Faço parte de uma equipa de 4 montanhistas ocidentais,
para além de mim, um jovem Espanhol (Lluis) de 26 anos e 2
Irlandeses (John e Gabriel, pai e filho). Há muita experiência
neste grupo, o Lluis é guia de montanha, o John já subiu o
Evereste. Somos guiados por 2 sherpas, Ang Dawa e Tenzig,
também eles muito competentes e com inúmeros cumes
Nepaleses no currículo.
As 2 primeiras rotações acontecem praticamente sem
percalços. Na primeira saída para o ABC (5100m), o jovem
Espanhol, que é meu colega de tenda, não reage muito bem à
diferença de altitude e passa um mau bocado, mas recupera
rapidamente no regresso ao Campo Base.
A segunda rotação dá-me oportunidade de passar pelas
partes mais emblemáticas da rota, nomeadamente a travessia
em rocha depois do Campo 1 e a subida para o Campo 2, a
infame “Yellow Tower”, uma parede vertical de 9m (o
equivalente a 3 andares) que é transposta a muito custo e
com a ajuda das cordas fixas no local. Ah, um “pequeno”

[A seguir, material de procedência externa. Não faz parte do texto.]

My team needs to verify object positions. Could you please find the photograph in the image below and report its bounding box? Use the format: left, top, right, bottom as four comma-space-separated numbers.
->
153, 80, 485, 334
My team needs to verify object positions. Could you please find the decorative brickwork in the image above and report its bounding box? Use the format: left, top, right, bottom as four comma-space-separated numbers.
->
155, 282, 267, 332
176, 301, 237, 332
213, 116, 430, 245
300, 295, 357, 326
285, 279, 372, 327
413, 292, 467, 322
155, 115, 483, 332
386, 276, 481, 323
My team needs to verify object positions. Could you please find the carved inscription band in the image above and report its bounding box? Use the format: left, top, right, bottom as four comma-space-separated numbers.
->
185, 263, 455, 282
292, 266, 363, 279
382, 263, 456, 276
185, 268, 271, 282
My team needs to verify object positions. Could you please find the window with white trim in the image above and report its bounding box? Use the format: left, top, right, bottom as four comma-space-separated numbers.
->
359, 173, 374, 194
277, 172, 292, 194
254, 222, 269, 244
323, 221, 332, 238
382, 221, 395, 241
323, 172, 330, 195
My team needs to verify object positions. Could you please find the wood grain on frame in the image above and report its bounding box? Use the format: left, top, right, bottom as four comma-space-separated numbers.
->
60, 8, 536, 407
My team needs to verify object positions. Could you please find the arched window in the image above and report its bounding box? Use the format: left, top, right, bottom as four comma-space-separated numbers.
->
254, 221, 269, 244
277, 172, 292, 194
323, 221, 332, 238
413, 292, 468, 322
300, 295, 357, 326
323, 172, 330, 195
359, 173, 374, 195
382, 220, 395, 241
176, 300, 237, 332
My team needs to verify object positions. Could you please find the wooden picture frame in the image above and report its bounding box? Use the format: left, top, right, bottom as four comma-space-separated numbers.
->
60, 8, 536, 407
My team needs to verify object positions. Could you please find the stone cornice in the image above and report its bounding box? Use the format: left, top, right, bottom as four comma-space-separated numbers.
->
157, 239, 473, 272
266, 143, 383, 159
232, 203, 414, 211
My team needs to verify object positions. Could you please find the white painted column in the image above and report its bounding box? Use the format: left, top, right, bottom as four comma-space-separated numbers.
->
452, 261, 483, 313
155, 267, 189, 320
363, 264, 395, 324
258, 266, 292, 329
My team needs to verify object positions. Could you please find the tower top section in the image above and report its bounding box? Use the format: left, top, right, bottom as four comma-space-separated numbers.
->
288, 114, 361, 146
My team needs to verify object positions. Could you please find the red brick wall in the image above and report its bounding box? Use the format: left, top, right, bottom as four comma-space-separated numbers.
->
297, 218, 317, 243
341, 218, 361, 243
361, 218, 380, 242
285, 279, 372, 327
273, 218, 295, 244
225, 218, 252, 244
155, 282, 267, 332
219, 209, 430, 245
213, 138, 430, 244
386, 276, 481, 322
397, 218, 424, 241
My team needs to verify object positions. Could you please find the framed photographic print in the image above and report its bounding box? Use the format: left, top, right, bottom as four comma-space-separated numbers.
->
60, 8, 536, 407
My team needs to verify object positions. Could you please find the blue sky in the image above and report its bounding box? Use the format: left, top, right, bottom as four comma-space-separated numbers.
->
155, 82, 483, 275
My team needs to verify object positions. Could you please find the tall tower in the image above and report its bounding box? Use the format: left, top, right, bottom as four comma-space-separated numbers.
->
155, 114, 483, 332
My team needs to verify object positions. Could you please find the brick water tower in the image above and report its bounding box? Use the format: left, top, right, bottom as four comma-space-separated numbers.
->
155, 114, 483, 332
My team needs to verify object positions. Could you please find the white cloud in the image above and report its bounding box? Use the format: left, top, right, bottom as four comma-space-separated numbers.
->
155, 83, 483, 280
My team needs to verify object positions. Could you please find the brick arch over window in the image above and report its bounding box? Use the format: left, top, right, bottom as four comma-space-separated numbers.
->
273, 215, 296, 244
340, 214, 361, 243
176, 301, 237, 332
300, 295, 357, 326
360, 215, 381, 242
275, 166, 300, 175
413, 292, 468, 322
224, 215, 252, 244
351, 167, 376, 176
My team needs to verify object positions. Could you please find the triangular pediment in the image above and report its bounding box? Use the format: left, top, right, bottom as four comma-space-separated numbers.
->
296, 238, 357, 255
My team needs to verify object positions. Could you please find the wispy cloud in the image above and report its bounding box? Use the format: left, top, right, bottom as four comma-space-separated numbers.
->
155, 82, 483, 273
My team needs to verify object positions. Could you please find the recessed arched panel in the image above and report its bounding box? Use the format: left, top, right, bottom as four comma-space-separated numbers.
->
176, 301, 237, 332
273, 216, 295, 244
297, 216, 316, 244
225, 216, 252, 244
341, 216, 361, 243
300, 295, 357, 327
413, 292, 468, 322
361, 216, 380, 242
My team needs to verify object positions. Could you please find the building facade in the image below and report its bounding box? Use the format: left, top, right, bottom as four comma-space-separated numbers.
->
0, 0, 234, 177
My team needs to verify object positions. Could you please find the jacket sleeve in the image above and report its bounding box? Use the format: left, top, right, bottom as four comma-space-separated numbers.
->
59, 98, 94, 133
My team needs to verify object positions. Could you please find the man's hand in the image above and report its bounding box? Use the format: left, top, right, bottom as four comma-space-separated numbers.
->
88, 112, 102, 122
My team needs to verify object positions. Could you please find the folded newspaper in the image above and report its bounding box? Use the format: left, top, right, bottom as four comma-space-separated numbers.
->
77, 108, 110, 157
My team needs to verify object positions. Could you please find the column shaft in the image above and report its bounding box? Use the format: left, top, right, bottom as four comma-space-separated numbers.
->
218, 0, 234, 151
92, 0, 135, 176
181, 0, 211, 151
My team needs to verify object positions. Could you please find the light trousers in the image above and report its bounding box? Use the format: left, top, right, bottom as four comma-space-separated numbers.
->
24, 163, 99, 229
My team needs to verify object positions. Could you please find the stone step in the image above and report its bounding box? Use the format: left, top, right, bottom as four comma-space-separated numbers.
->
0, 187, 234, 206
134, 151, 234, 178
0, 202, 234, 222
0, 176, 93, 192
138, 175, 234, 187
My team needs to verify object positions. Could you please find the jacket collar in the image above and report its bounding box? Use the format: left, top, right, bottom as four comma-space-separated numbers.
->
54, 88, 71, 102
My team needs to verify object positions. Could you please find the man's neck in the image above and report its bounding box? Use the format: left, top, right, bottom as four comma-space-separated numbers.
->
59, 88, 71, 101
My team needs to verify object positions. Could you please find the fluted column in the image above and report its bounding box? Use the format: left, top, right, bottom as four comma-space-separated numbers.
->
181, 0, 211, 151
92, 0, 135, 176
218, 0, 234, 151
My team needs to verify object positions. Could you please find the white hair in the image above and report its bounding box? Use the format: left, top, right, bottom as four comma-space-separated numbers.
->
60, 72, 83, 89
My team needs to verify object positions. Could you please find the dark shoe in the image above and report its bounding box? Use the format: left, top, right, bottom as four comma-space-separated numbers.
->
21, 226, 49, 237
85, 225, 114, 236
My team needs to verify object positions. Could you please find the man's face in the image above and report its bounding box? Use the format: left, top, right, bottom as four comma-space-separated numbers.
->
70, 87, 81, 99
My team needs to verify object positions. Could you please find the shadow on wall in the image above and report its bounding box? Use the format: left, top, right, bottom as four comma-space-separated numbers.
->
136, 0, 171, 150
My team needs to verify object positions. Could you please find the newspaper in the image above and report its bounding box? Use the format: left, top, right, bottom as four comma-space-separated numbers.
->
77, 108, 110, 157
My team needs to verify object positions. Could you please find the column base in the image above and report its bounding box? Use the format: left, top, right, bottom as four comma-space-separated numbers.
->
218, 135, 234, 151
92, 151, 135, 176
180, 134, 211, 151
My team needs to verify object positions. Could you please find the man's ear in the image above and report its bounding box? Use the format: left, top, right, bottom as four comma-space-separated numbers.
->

pormenor, enquanto estamos na parede armados em
Homem-Aranha, se olharmos para baixo, o chão encontra-se
a cerca de 1000 metros… nada aconselhável para quem não
gosta de emoções fortes.
O Campo 2 é também um ex-libris desta montanha, um
pequeno espaço na rocha, onde apenas cabem cerca de 6
tendas. Não é muito confortável e estamos, literalmente, à
beira de um precipício a toda a volta, pelo que qualquer
movimento tem de ser feito com cuidado, inclusivamente no
interior da tenda. Mas as vistas, ah as vistas, se ao menos
pudessem lá estar (acreditem, as fotografias não conseguem
captar todo o esplendor).
Cumpridas as 2 rotações, estamos agora bem
aclimatados, é tempo de voltar ao Campo Base, descansar uns
dias e fazer figas para que a meteorologia seja favorável.